Red flag symptoms: Changing moles, investigations and when to refer

Differentiate between a harmless skin lesion and malignant melanoma.

Malignant melanoma
Malignant melanoma
  • Appearance of a new changing mole
  • Changes in size of an existing mole, especially irregular changes in the lesion borders
  • Changes in colour, especially irregular pigment, including development of lighter areas (regression)
  • Changes in moles larger than the end of a pencil (6mm)
  • Moles that bleed spontaneously and have no history of trauma
  • A mole that looks different from all of the other moles around it

Malignant melanoma (MM) is a form of skin cancer with 13,348 new cases diagnosed in the UK in 2011.1 It is more common in younger people and is currently the most common form of cancer among the 15-34 age group.

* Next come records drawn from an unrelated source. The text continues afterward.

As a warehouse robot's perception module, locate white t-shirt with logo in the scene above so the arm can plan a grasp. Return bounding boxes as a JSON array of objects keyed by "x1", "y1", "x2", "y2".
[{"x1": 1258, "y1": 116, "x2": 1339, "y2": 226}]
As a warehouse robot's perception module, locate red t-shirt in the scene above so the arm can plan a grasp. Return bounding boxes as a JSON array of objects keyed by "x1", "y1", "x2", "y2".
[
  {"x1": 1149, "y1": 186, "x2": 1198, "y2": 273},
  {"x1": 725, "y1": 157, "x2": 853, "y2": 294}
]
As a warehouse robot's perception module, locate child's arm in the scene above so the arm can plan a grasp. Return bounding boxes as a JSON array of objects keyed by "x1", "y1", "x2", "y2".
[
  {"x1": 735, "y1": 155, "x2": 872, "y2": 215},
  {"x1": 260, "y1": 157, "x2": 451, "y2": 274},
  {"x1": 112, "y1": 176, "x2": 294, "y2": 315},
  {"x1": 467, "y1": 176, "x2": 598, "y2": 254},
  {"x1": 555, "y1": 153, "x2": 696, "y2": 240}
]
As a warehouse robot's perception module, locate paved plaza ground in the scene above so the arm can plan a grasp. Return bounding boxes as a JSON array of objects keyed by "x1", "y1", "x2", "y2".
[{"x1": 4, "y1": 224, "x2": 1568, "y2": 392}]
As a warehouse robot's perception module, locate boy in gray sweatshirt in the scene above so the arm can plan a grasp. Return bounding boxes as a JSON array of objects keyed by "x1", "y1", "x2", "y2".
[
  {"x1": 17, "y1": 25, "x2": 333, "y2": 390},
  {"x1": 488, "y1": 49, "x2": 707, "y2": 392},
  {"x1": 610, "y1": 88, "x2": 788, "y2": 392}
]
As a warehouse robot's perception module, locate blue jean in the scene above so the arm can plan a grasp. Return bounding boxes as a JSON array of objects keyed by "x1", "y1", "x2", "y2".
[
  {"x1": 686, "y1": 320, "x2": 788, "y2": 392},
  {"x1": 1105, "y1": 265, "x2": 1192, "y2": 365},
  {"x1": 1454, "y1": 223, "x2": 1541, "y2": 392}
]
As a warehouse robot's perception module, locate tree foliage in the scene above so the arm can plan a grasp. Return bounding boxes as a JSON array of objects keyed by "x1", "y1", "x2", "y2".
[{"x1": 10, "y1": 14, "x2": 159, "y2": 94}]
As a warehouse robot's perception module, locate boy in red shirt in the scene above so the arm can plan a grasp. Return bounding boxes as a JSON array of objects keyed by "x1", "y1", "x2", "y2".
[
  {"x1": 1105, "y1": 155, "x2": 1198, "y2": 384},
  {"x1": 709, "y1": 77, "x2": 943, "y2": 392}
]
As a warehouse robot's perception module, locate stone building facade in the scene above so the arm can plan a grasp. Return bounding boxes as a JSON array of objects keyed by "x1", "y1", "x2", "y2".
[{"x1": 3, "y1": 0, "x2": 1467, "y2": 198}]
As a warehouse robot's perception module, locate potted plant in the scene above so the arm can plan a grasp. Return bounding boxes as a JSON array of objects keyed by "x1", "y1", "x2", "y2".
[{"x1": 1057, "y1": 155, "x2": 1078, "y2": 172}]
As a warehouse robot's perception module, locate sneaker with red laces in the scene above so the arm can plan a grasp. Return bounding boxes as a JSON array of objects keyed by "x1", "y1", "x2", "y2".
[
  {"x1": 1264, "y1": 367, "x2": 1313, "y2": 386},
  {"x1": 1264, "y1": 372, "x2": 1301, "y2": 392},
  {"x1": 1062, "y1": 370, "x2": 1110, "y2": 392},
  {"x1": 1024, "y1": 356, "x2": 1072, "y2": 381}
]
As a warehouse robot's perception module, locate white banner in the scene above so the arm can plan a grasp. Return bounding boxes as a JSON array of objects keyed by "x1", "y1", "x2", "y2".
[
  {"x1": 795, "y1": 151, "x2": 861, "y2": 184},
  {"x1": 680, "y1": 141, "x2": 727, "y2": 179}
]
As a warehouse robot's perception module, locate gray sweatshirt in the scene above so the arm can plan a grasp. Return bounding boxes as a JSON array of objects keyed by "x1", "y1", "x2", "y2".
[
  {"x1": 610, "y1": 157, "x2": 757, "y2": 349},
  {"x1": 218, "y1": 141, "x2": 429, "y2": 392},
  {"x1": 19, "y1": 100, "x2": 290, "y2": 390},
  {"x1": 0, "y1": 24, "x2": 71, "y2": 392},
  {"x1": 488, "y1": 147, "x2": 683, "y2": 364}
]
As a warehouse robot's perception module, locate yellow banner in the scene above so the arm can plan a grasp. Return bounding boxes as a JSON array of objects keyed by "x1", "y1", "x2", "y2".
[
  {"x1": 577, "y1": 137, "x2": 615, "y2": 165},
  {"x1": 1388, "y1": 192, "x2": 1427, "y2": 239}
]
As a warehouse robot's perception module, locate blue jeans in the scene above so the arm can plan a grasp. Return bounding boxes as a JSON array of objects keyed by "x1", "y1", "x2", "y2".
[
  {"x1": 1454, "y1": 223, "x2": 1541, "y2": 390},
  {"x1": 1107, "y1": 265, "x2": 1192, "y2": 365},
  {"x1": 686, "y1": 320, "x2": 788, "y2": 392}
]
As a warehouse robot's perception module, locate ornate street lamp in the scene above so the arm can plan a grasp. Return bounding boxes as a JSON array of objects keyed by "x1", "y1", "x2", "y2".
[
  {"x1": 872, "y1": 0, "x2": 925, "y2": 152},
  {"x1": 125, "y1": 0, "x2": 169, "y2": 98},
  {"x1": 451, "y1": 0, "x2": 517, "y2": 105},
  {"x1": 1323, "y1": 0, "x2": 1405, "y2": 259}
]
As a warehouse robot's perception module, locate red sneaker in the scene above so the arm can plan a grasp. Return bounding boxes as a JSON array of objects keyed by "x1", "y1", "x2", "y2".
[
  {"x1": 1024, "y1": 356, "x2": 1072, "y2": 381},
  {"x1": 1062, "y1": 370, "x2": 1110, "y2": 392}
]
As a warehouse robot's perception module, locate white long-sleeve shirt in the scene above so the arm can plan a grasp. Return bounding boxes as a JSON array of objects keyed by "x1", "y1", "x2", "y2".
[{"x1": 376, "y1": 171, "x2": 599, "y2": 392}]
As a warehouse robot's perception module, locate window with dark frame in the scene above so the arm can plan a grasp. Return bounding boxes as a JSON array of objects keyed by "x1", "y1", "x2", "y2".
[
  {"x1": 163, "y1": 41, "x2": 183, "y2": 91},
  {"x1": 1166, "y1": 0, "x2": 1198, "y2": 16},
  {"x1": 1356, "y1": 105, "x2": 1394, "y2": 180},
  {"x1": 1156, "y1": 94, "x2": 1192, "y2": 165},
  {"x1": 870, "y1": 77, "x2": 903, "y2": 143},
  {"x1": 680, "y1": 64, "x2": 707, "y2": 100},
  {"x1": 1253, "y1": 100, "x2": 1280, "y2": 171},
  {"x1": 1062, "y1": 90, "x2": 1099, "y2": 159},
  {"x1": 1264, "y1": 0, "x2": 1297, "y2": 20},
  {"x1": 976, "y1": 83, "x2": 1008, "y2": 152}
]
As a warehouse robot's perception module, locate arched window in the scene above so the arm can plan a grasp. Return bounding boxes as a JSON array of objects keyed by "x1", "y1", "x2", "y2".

Early referral, diagnosis and treatment are essential in reducing death rates, which currently account for 1% of all cancer deaths per year. In 2011, there were 2,019 deaths from MM in the UK,1 1,295 males and 914 females.

Possible causes of changing pigmented lesions
  • Benign naevi
  • Dysplastic naevi
  • Seborrhoeic keratoses and warts
  • Malignant melanomas
  • Haemangiomas
  • Lentigo maligna
  • Pigmented basal cell carcinomas

History

Patients with skin types 1 and 2 are more at risk of developing MM than darker skin types.

Sun exposure is the key factor, especially sun exposure in childhood resulting in sunburn.

Men are more at risk of developing MM on their back, while for women the risk is greater on their legs, because these areas are more commonly exposed to sunlight. The increase in use of sunbeds2 and foreign travel has also contributed to increased UV exposure.

A family history is significant; 8% of patients with a newly diagnosed MM will have a first-degree relative with the condition and 1-2%, a more distant relative.3

MM is more common in people who have large numbers of naevi and serial photography can be useful to monitor changes and the development of new naevi in such patients.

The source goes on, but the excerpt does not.